Compare the accuracy of the two forecasting models. Which model forecasts the best?

Comparing the accuracy of the forecasting models

par(mfrow=c(2,2))

#linear regression
res2 <- ts(resid(fcast),s=2000,f=4)
plot.ts(res2,main="Linear Regression Forecast Residuals", ylab="res (Magna Sales)")
abline(0,0)
Acf(res2, main="Autocorrelation of Linear Regression Residuals")

#linear trend 
res1 <- ts(resid(fit3),s=2000,f=4)
plot.ts(res1, main="Linear Trend Forecast Residuals", ylab = "res (Magna Sales)")
abline(0,0)
Acf(res1, main="Autocorrelation of Linear Trend Residuals")

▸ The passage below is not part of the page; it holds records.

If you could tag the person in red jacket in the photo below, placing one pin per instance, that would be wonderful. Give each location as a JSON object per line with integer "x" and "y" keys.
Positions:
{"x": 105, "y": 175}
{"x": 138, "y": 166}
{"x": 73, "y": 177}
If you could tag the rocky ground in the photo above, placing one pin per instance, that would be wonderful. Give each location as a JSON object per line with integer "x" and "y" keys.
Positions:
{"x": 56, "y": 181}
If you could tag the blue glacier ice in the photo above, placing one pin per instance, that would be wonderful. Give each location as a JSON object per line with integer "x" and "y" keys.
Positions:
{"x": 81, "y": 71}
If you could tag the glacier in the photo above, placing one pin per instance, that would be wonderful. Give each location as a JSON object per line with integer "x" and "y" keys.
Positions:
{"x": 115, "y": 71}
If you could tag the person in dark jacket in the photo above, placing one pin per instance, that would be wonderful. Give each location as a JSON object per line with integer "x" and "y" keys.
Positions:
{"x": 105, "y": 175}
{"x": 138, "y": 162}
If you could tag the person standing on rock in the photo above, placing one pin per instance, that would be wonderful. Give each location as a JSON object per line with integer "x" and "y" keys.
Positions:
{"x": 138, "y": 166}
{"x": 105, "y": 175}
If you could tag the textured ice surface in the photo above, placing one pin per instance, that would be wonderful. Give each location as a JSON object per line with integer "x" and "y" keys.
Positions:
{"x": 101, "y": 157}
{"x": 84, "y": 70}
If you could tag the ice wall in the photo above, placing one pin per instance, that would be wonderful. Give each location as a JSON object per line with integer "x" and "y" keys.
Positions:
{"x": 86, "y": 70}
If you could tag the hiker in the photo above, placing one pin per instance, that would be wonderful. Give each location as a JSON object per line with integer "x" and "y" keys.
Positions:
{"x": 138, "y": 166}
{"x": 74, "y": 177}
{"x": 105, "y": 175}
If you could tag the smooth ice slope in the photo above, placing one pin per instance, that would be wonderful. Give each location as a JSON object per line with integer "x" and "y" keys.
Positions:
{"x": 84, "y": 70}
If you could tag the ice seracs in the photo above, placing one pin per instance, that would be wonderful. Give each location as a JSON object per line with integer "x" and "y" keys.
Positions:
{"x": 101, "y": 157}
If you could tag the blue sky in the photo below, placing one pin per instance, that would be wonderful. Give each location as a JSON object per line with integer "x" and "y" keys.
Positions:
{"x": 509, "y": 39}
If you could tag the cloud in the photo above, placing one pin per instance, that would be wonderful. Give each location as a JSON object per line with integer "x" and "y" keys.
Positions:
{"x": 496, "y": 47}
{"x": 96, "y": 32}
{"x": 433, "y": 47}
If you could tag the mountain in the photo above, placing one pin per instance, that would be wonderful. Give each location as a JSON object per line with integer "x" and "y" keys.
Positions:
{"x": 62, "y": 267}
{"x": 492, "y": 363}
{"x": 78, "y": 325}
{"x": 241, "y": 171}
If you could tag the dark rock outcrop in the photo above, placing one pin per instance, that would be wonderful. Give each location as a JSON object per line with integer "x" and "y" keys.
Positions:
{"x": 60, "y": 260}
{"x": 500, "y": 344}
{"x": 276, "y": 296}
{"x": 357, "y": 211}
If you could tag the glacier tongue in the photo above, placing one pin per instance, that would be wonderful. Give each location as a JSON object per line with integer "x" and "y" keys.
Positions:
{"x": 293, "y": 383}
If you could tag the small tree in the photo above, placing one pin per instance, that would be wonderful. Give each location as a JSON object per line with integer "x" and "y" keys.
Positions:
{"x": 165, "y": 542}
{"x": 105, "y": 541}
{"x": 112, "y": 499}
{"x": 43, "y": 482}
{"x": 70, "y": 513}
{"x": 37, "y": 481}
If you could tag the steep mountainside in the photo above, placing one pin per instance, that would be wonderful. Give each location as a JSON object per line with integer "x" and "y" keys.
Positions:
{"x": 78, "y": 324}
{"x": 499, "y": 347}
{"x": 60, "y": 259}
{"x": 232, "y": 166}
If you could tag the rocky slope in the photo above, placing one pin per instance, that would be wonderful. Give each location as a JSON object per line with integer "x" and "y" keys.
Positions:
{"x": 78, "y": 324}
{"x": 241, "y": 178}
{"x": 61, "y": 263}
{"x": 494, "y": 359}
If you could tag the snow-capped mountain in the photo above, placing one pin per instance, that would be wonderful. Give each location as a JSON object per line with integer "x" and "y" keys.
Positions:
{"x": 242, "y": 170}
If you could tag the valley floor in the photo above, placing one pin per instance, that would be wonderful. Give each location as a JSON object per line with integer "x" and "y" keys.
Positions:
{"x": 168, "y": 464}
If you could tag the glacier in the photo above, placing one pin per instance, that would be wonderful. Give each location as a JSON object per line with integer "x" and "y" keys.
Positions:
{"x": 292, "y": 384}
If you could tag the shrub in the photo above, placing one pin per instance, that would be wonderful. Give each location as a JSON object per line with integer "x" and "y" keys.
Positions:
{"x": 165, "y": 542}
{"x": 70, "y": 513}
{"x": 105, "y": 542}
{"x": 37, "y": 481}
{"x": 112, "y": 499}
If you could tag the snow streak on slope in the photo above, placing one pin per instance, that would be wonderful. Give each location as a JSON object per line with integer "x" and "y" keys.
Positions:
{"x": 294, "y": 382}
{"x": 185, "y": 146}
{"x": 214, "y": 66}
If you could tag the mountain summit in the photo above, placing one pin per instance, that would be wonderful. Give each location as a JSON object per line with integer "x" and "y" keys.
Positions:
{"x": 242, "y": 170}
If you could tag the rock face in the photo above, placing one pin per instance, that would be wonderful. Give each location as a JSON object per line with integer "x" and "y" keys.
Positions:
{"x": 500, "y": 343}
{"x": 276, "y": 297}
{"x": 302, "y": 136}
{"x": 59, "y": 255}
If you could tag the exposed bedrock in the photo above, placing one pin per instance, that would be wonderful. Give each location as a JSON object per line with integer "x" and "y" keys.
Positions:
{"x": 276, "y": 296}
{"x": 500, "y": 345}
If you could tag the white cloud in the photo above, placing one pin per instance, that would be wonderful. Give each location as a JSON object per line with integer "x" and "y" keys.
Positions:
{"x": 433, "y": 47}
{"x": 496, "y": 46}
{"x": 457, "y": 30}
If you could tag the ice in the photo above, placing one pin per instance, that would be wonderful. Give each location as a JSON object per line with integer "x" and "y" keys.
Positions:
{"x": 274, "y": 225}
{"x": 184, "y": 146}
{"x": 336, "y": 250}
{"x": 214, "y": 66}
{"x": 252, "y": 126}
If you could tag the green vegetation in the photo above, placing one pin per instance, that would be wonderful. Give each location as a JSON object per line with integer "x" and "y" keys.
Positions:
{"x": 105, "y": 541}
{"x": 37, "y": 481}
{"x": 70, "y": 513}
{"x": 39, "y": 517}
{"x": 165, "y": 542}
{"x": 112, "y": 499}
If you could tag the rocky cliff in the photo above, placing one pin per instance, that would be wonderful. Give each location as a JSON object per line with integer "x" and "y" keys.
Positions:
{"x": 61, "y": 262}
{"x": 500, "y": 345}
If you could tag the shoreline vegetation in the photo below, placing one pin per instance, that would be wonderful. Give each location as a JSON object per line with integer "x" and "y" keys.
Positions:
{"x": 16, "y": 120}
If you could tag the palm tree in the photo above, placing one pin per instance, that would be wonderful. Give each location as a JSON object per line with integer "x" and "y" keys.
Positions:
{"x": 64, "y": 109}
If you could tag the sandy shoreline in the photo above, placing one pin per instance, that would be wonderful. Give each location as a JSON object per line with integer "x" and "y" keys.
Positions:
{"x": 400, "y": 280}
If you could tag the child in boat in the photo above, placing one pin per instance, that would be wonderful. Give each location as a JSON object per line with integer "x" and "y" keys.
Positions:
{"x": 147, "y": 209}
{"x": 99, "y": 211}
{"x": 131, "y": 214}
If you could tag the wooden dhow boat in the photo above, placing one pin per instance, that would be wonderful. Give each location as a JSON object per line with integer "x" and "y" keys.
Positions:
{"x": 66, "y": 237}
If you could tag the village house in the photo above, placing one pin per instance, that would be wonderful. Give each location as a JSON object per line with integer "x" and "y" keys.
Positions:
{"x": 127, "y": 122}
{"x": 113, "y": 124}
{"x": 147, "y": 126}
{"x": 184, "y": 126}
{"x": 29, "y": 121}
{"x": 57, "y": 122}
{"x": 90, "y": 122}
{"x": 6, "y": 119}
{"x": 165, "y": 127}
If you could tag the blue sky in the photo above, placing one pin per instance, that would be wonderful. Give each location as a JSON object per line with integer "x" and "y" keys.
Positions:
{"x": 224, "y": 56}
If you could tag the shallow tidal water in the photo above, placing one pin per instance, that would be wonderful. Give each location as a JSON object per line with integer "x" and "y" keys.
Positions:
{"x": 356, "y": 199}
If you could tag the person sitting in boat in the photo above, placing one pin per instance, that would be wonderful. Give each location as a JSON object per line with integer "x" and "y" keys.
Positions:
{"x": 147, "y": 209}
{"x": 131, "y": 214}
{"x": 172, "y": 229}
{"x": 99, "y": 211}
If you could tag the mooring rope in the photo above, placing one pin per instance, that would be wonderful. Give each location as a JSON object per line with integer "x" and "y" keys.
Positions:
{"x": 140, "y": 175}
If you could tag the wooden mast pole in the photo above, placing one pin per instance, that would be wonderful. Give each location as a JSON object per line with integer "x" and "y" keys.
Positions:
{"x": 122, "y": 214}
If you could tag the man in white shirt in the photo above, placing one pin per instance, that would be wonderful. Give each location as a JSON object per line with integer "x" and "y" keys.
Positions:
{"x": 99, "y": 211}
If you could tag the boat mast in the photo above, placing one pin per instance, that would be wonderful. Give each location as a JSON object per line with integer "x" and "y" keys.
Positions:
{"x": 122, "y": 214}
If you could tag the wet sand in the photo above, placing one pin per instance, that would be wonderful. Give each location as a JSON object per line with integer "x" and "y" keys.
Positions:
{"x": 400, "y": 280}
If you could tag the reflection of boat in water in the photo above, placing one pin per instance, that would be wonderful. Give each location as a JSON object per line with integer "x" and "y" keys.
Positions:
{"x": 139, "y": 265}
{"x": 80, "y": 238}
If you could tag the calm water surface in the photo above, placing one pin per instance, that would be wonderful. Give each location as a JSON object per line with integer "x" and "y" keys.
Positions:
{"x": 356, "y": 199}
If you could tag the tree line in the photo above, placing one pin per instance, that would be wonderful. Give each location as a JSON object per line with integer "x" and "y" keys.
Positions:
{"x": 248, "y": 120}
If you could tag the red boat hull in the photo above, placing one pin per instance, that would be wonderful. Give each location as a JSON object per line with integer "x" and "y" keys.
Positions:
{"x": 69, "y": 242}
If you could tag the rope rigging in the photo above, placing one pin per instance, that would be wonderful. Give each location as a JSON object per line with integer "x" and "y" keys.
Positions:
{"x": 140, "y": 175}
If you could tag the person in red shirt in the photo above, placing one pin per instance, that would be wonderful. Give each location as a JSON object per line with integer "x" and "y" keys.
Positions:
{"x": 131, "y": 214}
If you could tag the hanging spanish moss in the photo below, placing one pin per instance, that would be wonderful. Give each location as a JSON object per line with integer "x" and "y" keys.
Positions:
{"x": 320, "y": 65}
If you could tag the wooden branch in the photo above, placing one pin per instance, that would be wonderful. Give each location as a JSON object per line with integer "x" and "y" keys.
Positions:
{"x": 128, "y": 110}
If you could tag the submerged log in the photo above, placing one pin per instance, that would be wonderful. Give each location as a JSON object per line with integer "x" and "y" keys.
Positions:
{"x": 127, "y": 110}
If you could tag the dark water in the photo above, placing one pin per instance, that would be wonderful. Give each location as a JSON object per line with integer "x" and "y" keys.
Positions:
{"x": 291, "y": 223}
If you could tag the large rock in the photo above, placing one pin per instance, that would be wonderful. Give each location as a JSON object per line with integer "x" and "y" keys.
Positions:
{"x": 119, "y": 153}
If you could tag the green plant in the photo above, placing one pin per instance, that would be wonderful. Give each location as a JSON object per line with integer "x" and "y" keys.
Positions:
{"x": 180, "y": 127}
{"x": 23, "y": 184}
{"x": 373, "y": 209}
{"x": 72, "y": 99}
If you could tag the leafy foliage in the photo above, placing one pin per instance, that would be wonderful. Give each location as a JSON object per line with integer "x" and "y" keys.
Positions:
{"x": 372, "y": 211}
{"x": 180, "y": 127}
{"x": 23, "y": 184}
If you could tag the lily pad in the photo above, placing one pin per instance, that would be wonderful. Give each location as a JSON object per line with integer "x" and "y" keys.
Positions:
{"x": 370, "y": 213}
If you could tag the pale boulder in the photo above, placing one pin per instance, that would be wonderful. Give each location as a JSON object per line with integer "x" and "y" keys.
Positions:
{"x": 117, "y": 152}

To compare the accuracy of the two forecasting models, we examine the residuals and the ACFs of the residuals. Although both ACF’s show significant spikes both up and down near the lower and high lags, the autocorrelation of the linear trend model residuals show that more lines extend beyond the blue lines, meaning there is more autocorrelation in the results for that model. Therefore, the linear trend estimated model violates the assumption of no autocorrelation in the errors more than the linear regression model, and its forecasts are more inefficient. The linear regression model utilizes more information and there has better forecasts. The linear trend forecast has a larger prediction interval than the linear regression forecast.

Furthermore, when examining the residuals graphs, the linear regression residual points (plot) lie closer to and on zero (abline) than the linear trend residuals, meaning the former forecast has less error.

Therefore, the best forecast is the linear regression forecast.